[CRITIQUE] Ocean’s 8, de Gary Ross

Après Steven Soderbergh, c’est Gary Ross qui propose la relève de la saga Ocean. À peine rehaussé par un casting (et des caméos) alléchant, Ocean’s 8 propose un spin-off féminisé à outrance, baignant dans le luxe, la mode et les bijoux pour bien souligner le changement de sexe de ses personnages, et manque surtout d’originalité de d’imagination. Déjà vu, prévisible et surtout caricatural, Gary Ross aura beau changer les joueurs, il semblerait que l’ère des films de braquages est bel et bien révolue.

Le pitch : Cinq ans, huit mois, 12 jours… et le compteur tourne toujours ! C’est le temps qu’il aura fallu à Debbie Ocean pour échafauder le plus gros braquage de sa vie. Elle sait désormais ce qu’il lui faut : recruter une équipe de choc. À commencer par son « associée » Lou Miller. Ensemble, elles engagent une petite bande d’expertes : Amita, la bijoutière, Constance, l’arnaqueuse, Tammy, la receleuse, Nine Ball, la hackeuse et Rose, la styliste de mode. Le butin convoité est une rivière de diamants d’une valeur de 150 millions de dollars. Le somptueux bijou sera autour du cou de la célèbre star Daphne Kluger qui devrait être l’objet de toutes les attentions au cours du Met Gala, l’événement de l’année. C’est donc un plan en béton armé. À condition que tout s’enchaîne sans la moindre erreur de parcours. Enfin, si les filles comptent repartir de la soirée avec les diamants sans être inquiétées…

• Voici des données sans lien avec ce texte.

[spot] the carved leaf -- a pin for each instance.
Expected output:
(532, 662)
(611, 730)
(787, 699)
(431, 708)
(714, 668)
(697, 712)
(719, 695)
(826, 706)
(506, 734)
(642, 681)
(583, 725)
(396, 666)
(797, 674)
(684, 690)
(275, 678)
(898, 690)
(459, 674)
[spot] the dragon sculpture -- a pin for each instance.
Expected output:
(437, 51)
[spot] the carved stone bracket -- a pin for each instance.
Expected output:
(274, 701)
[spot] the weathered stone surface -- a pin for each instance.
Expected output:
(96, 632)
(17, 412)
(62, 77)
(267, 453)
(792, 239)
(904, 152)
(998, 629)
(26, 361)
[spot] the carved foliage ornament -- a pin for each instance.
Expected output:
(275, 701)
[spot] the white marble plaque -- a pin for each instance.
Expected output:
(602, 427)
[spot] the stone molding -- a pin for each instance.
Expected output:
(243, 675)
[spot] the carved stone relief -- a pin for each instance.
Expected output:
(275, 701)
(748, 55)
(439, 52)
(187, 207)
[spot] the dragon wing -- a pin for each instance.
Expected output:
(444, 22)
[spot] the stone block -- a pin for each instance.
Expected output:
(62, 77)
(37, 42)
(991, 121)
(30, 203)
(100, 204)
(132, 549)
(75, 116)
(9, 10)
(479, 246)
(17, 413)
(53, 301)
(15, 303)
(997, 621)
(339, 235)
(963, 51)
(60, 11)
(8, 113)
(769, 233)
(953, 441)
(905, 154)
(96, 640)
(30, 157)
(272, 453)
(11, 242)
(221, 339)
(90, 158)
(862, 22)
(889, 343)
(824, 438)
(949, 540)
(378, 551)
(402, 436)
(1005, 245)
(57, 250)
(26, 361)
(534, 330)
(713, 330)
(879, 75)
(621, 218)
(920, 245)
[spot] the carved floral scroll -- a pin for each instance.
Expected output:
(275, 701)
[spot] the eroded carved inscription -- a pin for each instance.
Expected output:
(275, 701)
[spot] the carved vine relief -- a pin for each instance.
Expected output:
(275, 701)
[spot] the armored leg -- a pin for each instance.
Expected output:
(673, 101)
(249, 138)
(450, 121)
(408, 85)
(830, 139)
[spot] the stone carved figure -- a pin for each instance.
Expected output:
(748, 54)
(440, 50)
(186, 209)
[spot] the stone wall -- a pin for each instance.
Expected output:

En 2001, Steven Soderbergh proposait le remake de L’Inconnu de Las Vegas, rebaptisé Ocean’s Eleven avec de belles cartes en main : la revisite d’un film des années 60 proposant un braquage de haute-voltige (huhu), entre esbroufe et comédie, ainsi que la réunion de coqueluches hollywoodiennes, dont George Clooney, Brad Pitt, Julia Roberts et Matt Damon. Dépaysant, un chouilla bling-bling (Las Vegas oblige) et inventif, Ocean’s Eleven a eu un tel succès qu’il a donné naissance à deux suites, Ocean’s Twelve en 2004, puis Ocean’s Thirteen en 2007. Comme toutes les bonnes choses ne durent pas, les deux derniers volets se sont dégradés au fur et à mesure que les années passaient, notamment en remâchant une recette similaire, tandis que la concurrence n’a pas perdu de temps à produire ses propres copies avec des titres originaux comme Braquage à l’Italienne de F. Gary Gray (2003) ou Braquage à l’Anglaise de Roger Donaldson (2008)… voire le plus récent Braquage à l’Ancienne de Zach Braff ! Même Steven Soderbergh lui-même a voulu recroquer une part du gâteau avec une version péquenaude à travers Logan Lucky.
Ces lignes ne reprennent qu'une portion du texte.